Earlier today the White House announced recess appointments to the Consumer Financial Protection Bureau and the National Labor Relations Board. The appointments were asserted to be recess appointments despite the fact that the Senate has not technically been in recess under the historical understanding of that term.  Indeed, Congress has gone out of its way to avoid being in recess specifically to prevent recess appointments being made. 

While the specific individuals appointed have not been objected to (and, in the case of two of the Board nominees, have not even been considered by any of the Senate Committees since their nominations were only recently announced), the positions must be filled for the agency to operate with full effectiveness.  Rich Cordray, a friend of mine and fellow Michigan State alum, is a very qualified person.  However, the Republicans do not want anyone to serve as Director of the CFPB because they oppose the broad, unchecked power of that agency.  As to the NLRB, without at least three members, the Board cannot take any official action. Since its recent actions have been opposed by most Republicans, they would prefer it be dormant.  It is certain that there will be challenges to this unprecedented assumption of appointment power by President Obama.  How soon the challenges will be resolved remains to be seen.  It is also certain that 2012 will continue to feature more fireworks.

While most Americans were out preparing for Christmas last week, the NLRB had some presents of its own.  For employers, the Board postponed its posting rule (which created a new unfair labor practice and potentially extended the statute of limitations) from January 31 to April 30, 2012.  For unions, the Board issued a decision that allows persons who write up employees for discipline and issue it to the employees to engage in pro-union electioneering.  The case, DirecTV U.S. DirecTV Holdings, LLC, was decided by a 2-1 margin.  The majority found that the three-tier review of recommended discipline, conducted by the employer to ensure conformity with company procedures and various laws, meant that the alleged supervisors did not “responsibly recommend” discipline.  This was true even though the percentage of recommendations adjusted during the reviews was very small (less than 10%).  They did not give any weight to the fact that the alleged supervisors actually administered the discipline.  The dissenter found that, based on a number of previous Board decisions, a review of recommendations initiated by alleged supervisors does not mean that they fail to meet the statutory test.  From a practical standpoint, there would be few modern employers who do not subject disciplinary recommendations from anyone in their organization to a  thorough review.  Failure to do so would result in needless mistakes in our complex employment system.

Finally, the Board itself received a “present” of sorts, when President Obama nominated two individuals to the Board. Sharon Block is a Democrat presently serving with the Department of Labor on its Congressional Affairs.
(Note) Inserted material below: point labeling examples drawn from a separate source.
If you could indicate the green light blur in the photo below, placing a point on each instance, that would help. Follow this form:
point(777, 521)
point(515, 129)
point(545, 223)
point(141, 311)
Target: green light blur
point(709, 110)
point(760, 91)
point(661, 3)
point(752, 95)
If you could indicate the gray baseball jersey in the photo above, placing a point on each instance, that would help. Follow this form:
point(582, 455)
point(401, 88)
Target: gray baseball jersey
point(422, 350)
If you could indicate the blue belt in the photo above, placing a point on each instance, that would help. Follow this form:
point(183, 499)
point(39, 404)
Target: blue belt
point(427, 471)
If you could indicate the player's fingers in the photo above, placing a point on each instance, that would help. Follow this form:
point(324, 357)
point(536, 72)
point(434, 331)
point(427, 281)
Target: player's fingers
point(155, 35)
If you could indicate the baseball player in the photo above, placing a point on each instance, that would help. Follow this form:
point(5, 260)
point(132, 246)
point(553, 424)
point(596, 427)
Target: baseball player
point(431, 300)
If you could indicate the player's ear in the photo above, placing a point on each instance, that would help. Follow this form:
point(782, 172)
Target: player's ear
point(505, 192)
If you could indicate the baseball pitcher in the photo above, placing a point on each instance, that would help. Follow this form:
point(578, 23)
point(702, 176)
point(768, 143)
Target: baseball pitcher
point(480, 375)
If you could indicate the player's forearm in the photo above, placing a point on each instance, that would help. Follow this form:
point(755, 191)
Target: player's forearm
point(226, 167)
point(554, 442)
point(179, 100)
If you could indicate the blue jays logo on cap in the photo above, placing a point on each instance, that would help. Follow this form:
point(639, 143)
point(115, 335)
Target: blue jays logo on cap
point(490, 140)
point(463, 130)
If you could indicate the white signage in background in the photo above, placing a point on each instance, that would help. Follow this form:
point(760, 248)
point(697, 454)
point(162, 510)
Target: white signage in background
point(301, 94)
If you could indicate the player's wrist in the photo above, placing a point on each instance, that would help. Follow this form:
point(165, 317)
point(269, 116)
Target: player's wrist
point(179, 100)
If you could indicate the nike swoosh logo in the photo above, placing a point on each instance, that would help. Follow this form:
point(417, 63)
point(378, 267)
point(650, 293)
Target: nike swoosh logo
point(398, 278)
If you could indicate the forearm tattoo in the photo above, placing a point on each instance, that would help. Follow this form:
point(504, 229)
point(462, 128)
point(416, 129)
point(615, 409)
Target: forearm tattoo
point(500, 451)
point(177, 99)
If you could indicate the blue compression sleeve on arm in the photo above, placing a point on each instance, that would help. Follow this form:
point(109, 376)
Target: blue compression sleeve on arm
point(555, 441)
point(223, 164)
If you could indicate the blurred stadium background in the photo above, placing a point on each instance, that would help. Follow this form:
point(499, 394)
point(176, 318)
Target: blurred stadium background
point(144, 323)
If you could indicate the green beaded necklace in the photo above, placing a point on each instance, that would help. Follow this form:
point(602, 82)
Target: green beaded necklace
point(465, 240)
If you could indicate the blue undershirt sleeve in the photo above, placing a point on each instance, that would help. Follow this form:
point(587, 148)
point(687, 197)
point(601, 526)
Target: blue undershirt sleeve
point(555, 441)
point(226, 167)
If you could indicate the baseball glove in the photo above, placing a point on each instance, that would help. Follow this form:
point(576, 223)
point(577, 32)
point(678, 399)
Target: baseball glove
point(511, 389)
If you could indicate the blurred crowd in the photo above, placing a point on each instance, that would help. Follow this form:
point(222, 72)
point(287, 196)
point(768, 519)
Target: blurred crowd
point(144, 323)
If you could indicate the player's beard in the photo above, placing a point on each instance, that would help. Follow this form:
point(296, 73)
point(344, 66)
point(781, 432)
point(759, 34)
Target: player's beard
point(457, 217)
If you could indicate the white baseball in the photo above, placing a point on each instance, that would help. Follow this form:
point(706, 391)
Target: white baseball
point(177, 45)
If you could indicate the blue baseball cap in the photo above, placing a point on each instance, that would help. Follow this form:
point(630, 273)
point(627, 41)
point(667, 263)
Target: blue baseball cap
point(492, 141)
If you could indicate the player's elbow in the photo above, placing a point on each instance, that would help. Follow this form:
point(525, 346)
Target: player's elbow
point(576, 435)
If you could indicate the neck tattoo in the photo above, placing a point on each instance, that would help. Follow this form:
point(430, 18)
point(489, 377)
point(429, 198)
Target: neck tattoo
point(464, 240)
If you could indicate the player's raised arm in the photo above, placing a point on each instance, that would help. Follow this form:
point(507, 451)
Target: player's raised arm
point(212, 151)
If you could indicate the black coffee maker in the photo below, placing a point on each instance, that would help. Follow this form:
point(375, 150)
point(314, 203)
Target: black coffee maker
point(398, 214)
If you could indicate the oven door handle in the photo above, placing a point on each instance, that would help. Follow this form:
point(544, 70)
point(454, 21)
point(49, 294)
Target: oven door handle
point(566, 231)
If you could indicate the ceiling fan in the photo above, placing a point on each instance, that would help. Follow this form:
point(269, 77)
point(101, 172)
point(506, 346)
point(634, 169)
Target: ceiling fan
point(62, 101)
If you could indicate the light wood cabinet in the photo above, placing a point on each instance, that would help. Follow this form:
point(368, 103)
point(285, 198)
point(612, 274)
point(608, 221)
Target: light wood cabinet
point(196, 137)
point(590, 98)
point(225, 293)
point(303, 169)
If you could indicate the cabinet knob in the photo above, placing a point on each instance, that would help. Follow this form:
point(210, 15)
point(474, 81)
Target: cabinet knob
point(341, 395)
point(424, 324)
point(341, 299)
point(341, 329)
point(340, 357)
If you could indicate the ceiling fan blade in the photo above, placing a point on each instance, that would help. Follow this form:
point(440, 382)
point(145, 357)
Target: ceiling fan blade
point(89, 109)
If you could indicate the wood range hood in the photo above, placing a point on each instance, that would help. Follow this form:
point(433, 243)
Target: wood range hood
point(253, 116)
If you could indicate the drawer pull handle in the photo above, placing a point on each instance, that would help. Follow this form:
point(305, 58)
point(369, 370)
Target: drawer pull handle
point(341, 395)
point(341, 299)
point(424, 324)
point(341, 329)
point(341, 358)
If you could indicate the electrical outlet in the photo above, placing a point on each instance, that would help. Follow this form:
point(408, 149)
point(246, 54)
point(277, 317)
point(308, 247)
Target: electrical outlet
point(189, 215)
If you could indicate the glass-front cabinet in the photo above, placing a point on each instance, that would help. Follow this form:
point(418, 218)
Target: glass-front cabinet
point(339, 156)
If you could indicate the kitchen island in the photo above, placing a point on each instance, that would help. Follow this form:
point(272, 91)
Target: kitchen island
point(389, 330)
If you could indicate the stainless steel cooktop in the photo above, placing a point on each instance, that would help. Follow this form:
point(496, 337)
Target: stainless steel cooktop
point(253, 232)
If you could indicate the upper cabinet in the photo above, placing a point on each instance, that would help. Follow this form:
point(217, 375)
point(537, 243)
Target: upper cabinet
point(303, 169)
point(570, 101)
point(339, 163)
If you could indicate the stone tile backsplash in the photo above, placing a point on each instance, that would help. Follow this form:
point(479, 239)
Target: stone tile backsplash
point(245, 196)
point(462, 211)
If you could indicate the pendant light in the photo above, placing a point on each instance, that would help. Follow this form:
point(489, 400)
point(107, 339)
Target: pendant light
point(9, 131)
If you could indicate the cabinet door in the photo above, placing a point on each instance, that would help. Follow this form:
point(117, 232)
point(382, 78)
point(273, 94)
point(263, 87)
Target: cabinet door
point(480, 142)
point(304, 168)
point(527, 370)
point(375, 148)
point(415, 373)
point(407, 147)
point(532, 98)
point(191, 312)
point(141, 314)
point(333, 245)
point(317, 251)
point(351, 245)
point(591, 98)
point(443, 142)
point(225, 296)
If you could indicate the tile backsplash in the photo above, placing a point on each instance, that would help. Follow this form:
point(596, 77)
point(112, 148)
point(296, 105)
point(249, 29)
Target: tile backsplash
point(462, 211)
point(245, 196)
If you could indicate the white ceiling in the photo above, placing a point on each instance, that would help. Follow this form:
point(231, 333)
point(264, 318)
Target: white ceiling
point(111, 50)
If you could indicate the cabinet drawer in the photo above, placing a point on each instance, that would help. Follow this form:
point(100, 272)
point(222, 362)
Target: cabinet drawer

She formerly worked for Senator Kennedy on the HELP Committee in the Senate.  Richard Griffin is the General Counsel of the International Union of Operating Engineers, and serves on the Board of the AFL-CIO Lawyers Coordinating Committee.

The NLRB has postponed the effective date for its new union organization rights posting requirement until January 31, 2012.  In its press release, the Board states that it decided to postpone the requirement, “in order to allow for enhanced education and outreach to employers, particularly those who operate small and medium sized businesses.”  Further, the Board stated:

The decision to extend the rollout period followed queries from businesses and trade organizations indicating uncertainty about which businesses fall under the Board’s jurisdiction, and was made in the interest of ensuring broad voluntary compliance. No other changes in the rule, or in the form or content of the notice, will be made.

Although not mentioned in the press release, the postponement comes in the wake of the filing of at least three separate lawsuits pending in which organizations and interested parties have sought to block the posting requirement and challenge its legality, including the Chamber of Commerce, the National Federal of Independent Business and the National Association of Manufacturers.